Coulter was scheduled to speak before an audience gathered at the University of Ottawa’s Marion Hall Tuesday evening.
Instead, security concerns raised by the university kept the Republican firebrand from speaking.
Organizers pulled the plug on the speaking engagement because there were just too many people — too many of whom were just too rowdy.
“At a university, instead of free speech, censorship,” said Ezra Levant, a Canadian conservative writer, lawyer and blogger who was scheduled to introduce Coulter.
Coulter was at the university for the second stop of her Canadian speaking tour to dish on political correctness,
media bias and freedom of speech.
The announcement was greeted with shouts of “Shame” and “We want Ann” from about 100 people who had managed to get into the hall. Outside, other students celebrated: Nananana, nanana, Goodbye Ann Coulter.”
Coulter expressed her outrage at the unfolding of events in Ottawa in interviews with the U.S. media.
“This has never happened before,” she told The Washington Times Tuesday night. “I go to the best schools, Harvard, the Ivy League and those kids are too intellectually proud to threaten speakers.”
Calling the University of Ottawa a “bush league” institution, Coulter said “their IQ points-to-teeth ratio must be about 1-to-1.”
Police were called by the university to assist after students of all political stripes descended upon the auditorium to hear the talk — some of them lining up for more than two hours in the rain — only for it to be cancelled a half-hour after it was due to begin.
More than 2,000 people tried to get into the event, several times the capacity of the venue.
“We were called to ensure the crowd left in an orderly fashion,” said Ottawa police Sgt. Rob Gilchrist. No arrests were made and no injuries were reported.
Hundreds of people pooled into the lobby in an attempt to get into the auditorium. Organizers, who turned away those who didn’t register ahead of time, had allowed about 200 people into the auditorium when the fire alarm was pulled minutes before the talk was set to start.
The cancellation is regarded as a victory among those who showed up to protest the presence of Coulter, who is known for her inflammatory comments. She has been quoted as saying, among other things, Muslims shouldn’t be allowed to travel in airplanes and should use flying carpets instead.
Groups gathered outside the building chanting “This is what free speech looks like” while the crowd inside could be heard chanting “We want Ann” after it was announced the event was cancelled at 8:15 p.m.
Organizers painted the cancellation as disgraceful. “Francois Houle got his wish,” Levant said of the University’s provost and vice president. “He telegraphed to the community that University of Ottawa is not a place for free debate.”
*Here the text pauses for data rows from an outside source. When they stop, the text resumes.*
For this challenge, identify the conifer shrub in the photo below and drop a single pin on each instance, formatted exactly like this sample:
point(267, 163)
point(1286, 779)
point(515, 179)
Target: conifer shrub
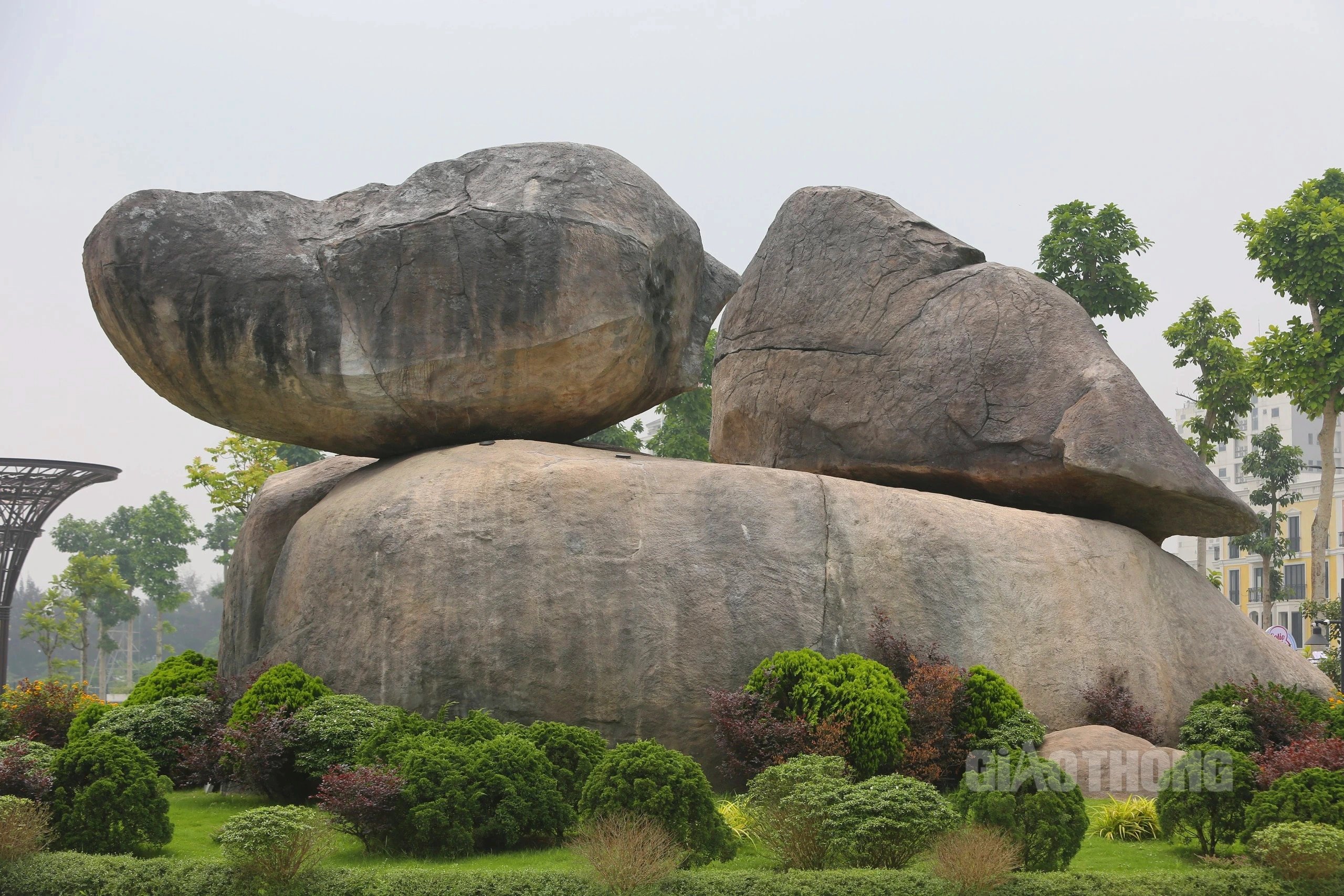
point(862, 693)
point(647, 778)
point(1312, 794)
point(990, 702)
point(330, 731)
point(107, 798)
point(162, 727)
point(1031, 800)
point(517, 798)
point(573, 751)
point(1205, 794)
point(1227, 726)
point(187, 675)
point(284, 688)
Houle had earlier sent Coulter a letter suggesting she brush up on the limits of free speech in Canada, adding that promoting hatred could lead to criminal charges. Coulter reacted angrily to the letter, saying Houle had threatened to charge her with a crime.
The university’s student federation also vehemently opposed Coulter’s appearance, banning posters advertising the talk from the University Centre building.
The event followed her Monday visit to London, Ont. where little of her speech touched on Canadian issues. Instead, she verbally attacked gay rights activists, the mainstream media and the Barack Obama administration.
Her Canadian tour will wrap up at the University of Calgary on Thursday.